Study on the Effect of Calcination Temperature of LiNiO2 on Its Cycle Stability during Lithium Ion Battery Operation

Abstract

In battery industry, the research direction of cathode materials is focused on the achievement of high capacity and stability. The most widely studied cathode materials are layered structure LiMO2 (M = Ni, Co, Mn, Al), where Ni is utilized for high capacity and other elements such as Co, Mn and Al are incorporated for the sake of improving stability and rate capability. In general, stability is lowered at the expense of capacity and capacity is compromised when improving stability. This tradeoff found in LiNiO2 that has received great attention for a high capacity cathode material was investigated in this thesis study.

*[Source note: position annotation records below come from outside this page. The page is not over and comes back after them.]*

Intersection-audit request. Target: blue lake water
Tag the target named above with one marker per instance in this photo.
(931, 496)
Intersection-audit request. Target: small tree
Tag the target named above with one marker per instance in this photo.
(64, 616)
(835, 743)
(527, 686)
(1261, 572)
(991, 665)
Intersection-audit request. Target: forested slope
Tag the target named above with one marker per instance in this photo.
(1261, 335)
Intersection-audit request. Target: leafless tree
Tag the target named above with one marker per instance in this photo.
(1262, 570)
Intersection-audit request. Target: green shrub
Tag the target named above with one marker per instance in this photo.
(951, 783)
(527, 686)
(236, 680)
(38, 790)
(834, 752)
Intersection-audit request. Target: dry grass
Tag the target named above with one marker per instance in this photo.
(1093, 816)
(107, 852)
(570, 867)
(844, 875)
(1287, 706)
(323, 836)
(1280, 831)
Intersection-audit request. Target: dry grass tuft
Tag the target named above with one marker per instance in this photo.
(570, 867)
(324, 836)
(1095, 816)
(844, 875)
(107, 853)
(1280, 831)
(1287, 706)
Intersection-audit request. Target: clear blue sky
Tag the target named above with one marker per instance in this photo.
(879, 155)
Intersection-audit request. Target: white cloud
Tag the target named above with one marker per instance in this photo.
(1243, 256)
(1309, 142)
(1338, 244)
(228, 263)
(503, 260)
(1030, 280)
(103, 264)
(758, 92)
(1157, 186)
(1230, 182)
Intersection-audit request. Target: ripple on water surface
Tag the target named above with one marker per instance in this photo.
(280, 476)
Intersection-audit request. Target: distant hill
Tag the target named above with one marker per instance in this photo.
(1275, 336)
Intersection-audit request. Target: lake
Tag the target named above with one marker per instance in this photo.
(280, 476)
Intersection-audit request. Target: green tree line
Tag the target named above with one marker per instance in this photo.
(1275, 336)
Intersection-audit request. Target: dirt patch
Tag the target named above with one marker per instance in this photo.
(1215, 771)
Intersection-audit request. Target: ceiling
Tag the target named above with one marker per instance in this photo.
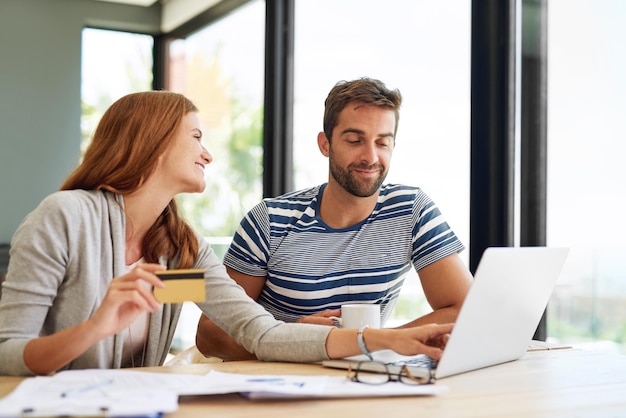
(134, 2)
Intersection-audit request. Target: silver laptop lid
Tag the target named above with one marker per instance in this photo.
(500, 314)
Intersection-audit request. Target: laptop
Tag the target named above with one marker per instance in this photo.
(499, 316)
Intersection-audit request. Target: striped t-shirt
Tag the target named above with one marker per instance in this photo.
(309, 266)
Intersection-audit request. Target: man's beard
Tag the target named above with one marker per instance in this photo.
(350, 183)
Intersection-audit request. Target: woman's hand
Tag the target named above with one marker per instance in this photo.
(127, 297)
(427, 339)
(321, 318)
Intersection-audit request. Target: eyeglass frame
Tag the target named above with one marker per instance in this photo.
(402, 376)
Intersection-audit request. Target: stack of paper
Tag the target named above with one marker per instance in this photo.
(136, 393)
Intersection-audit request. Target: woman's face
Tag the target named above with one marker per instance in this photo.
(183, 164)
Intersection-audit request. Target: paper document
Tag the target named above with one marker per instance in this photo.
(128, 392)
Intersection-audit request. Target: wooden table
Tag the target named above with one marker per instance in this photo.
(550, 383)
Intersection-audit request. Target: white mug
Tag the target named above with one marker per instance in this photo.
(356, 315)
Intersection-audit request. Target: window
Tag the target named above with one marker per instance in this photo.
(220, 68)
(113, 64)
(586, 173)
(423, 49)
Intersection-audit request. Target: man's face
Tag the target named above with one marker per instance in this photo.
(361, 148)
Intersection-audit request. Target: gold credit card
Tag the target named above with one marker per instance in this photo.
(183, 285)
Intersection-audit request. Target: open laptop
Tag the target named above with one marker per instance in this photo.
(510, 291)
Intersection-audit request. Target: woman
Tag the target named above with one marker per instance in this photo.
(78, 287)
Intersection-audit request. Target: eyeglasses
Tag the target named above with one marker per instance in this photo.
(377, 373)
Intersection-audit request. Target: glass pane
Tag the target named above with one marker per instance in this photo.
(421, 47)
(113, 64)
(586, 172)
(221, 68)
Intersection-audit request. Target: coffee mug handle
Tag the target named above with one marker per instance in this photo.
(337, 320)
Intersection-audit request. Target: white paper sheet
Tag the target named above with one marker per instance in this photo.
(126, 393)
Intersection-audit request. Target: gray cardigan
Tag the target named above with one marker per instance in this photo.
(63, 257)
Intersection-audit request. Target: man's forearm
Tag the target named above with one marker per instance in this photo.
(439, 316)
(212, 341)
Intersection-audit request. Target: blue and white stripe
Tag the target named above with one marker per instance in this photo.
(310, 266)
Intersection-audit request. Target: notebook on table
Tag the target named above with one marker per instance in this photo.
(499, 316)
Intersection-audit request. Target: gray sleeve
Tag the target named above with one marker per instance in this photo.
(249, 324)
(36, 270)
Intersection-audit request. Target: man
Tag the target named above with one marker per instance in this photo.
(304, 254)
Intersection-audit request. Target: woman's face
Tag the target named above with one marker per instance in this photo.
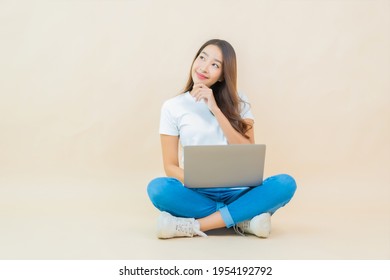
(207, 67)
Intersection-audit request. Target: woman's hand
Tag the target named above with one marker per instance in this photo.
(200, 91)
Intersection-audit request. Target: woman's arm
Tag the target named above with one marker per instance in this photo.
(170, 149)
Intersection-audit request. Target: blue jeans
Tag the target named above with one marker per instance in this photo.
(235, 204)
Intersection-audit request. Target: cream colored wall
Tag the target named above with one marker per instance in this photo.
(82, 82)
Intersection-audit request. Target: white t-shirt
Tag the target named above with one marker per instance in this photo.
(193, 122)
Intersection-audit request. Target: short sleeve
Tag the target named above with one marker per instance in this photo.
(168, 125)
(246, 112)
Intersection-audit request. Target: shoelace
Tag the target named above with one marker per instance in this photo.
(238, 230)
(189, 228)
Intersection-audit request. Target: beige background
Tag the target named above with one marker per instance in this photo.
(81, 85)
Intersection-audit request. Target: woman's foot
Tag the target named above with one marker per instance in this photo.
(169, 226)
(260, 226)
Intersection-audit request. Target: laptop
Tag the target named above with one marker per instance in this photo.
(213, 166)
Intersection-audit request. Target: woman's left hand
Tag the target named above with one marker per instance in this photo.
(200, 91)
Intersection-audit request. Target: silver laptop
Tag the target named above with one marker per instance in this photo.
(212, 166)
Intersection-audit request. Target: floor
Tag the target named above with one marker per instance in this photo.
(110, 217)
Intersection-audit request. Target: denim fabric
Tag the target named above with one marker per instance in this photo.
(235, 204)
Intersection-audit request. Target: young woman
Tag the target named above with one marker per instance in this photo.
(210, 111)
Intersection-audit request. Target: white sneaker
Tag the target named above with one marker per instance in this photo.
(260, 226)
(169, 226)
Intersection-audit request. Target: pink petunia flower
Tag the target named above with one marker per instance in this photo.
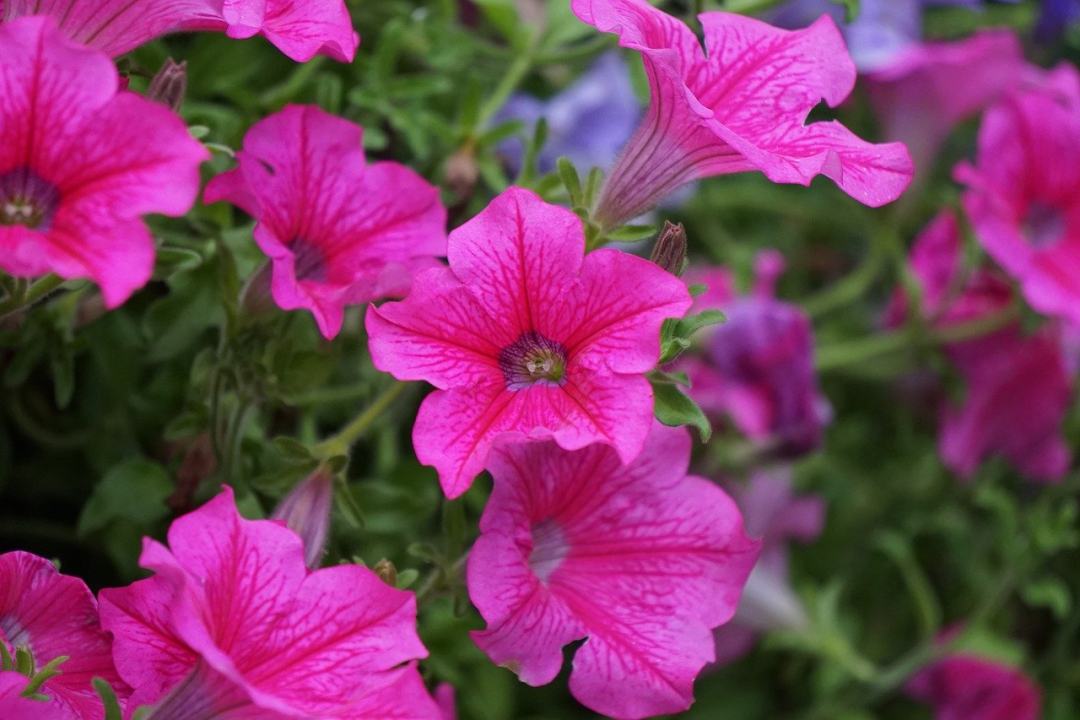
(757, 367)
(741, 105)
(931, 86)
(52, 615)
(527, 338)
(80, 163)
(640, 559)
(299, 29)
(778, 516)
(1024, 191)
(1018, 385)
(337, 230)
(970, 688)
(233, 625)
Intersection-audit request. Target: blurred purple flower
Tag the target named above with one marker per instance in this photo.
(758, 365)
(773, 513)
(1056, 16)
(589, 122)
(882, 30)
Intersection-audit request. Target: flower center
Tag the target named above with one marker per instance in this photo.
(532, 360)
(27, 200)
(549, 548)
(309, 262)
(1044, 226)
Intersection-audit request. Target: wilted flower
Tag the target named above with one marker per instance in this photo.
(589, 122)
(757, 366)
(1018, 386)
(338, 231)
(1024, 191)
(640, 559)
(233, 625)
(525, 337)
(969, 688)
(53, 615)
(80, 163)
(306, 511)
(740, 107)
(773, 513)
(299, 29)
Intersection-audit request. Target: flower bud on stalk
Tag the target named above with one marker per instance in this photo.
(671, 247)
(170, 85)
(306, 511)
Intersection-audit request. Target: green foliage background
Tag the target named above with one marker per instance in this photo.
(111, 423)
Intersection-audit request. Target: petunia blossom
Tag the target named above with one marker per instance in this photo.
(640, 559)
(52, 614)
(757, 367)
(775, 514)
(80, 163)
(1024, 191)
(525, 337)
(966, 687)
(299, 29)
(740, 105)
(233, 626)
(931, 86)
(1017, 384)
(338, 231)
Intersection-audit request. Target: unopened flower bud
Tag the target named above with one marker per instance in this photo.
(387, 572)
(170, 85)
(670, 250)
(306, 510)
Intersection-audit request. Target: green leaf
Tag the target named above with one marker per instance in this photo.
(632, 233)
(108, 698)
(134, 491)
(673, 409)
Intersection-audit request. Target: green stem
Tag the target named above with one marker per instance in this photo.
(515, 73)
(338, 445)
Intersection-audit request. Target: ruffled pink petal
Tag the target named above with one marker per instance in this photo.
(934, 85)
(241, 599)
(53, 615)
(520, 258)
(969, 688)
(741, 108)
(639, 558)
(612, 317)
(99, 161)
(405, 698)
(337, 230)
(455, 430)
(299, 29)
(1024, 194)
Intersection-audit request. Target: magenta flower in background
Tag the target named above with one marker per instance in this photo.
(233, 625)
(969, 688)
(299, 29)
(773, 513)
(640, 559)
(741, 107)
(525, 337)
(923, 92)
(757, 367)
(337, 230)
(1018, 385)
(53, 615)
(1024, 191)
(80, 164)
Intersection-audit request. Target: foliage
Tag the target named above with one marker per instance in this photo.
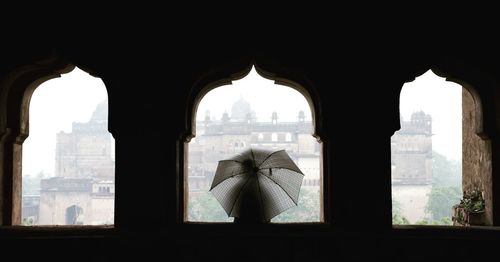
(472, 201)
(307, 210)
(399, 220)
(446, 189)
(441, 202)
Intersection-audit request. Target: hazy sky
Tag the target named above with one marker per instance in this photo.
(443, 101)
(262, 94)
(59, 102)
(54, 106)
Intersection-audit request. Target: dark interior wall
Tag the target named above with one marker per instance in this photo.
(355, 84)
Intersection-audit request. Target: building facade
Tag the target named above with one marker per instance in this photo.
(82, 190)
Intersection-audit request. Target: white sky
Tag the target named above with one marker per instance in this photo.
(262, 94)
(443, 101)
(54, 106)
(59, 102)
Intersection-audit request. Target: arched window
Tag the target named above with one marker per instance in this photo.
(274, 137)
(69, 150)
(252, 95)
(436, 155)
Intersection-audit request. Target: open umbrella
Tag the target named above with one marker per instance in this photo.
(257, 184)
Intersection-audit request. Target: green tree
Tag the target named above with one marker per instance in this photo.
(446, 189)
(397, 218)
(441, 201)
(307, 210)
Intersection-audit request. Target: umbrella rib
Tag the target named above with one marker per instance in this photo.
(238, 174)
(281, 188)
(237, 196)
(261, 198)
(268, 156)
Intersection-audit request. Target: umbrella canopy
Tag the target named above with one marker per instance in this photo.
(257, 184)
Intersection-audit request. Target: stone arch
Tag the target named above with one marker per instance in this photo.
(16, 90)
(224, 75)
(475, 86)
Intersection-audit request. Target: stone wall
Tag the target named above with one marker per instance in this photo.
(476, 155)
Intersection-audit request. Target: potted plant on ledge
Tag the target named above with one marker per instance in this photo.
(470, 211)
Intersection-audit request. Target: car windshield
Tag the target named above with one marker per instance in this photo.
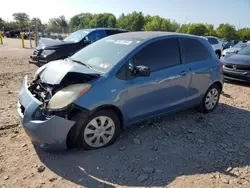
(240, 45)
(245, 51)
(105, 53)
(76, 36)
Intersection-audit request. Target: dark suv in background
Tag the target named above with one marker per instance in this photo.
(50, 49)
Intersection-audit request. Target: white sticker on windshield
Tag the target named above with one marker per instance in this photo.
(104, 66)
(125, 42)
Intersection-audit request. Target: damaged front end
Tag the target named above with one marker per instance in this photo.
(46, 109)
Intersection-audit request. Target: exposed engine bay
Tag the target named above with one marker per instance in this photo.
(44, 92)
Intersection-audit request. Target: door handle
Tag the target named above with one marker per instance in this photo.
(183, 73)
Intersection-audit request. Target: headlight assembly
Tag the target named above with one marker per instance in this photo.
(46, 53)
(67, 95)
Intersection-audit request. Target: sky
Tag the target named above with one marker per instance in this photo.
(235, 12)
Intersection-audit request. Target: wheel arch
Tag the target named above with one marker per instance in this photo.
(113, 108)
(75, 130)
(217, 83)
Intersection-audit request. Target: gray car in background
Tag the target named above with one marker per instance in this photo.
(240, 45)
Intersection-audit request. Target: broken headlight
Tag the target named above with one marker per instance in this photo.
(46, 53)
(67, 95)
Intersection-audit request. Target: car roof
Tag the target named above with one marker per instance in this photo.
(146, 35)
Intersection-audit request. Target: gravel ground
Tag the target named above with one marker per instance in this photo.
(187, 149)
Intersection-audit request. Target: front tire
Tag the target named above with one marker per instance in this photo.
(218, 54)
(101, 130)
(211, 99)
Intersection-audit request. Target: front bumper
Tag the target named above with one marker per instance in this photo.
(37, 61)
(49, 133)
(237, 75)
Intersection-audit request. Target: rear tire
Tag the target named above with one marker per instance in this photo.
(101, 130)
(211, 99)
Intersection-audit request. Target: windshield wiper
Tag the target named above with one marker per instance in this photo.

It reveals that calcination temperatures have a significant effect on the grain size and primary particle size of LiNiO2, which is closely related to the capacity and stability of battery cells. As the calcination temperature increases (550, 575, 600, 625, 650, and 700 °C), the grain size and primary particle size increase. Among the samples explored, LiNiO2 synthesized at 625 °C stands out with more than 60% capacity retention of an initial capacity (200 mAhg-1) after 300 cycles. It has been observed that the grain size and the primary particle size should not be large or small, there is an optimal temperature for LiNiO2 in order to achieve both high capacity and stability. This study suggests that a subtle control over the structural characteristics is essential for high-performance cathode material in lithium-ion batteries.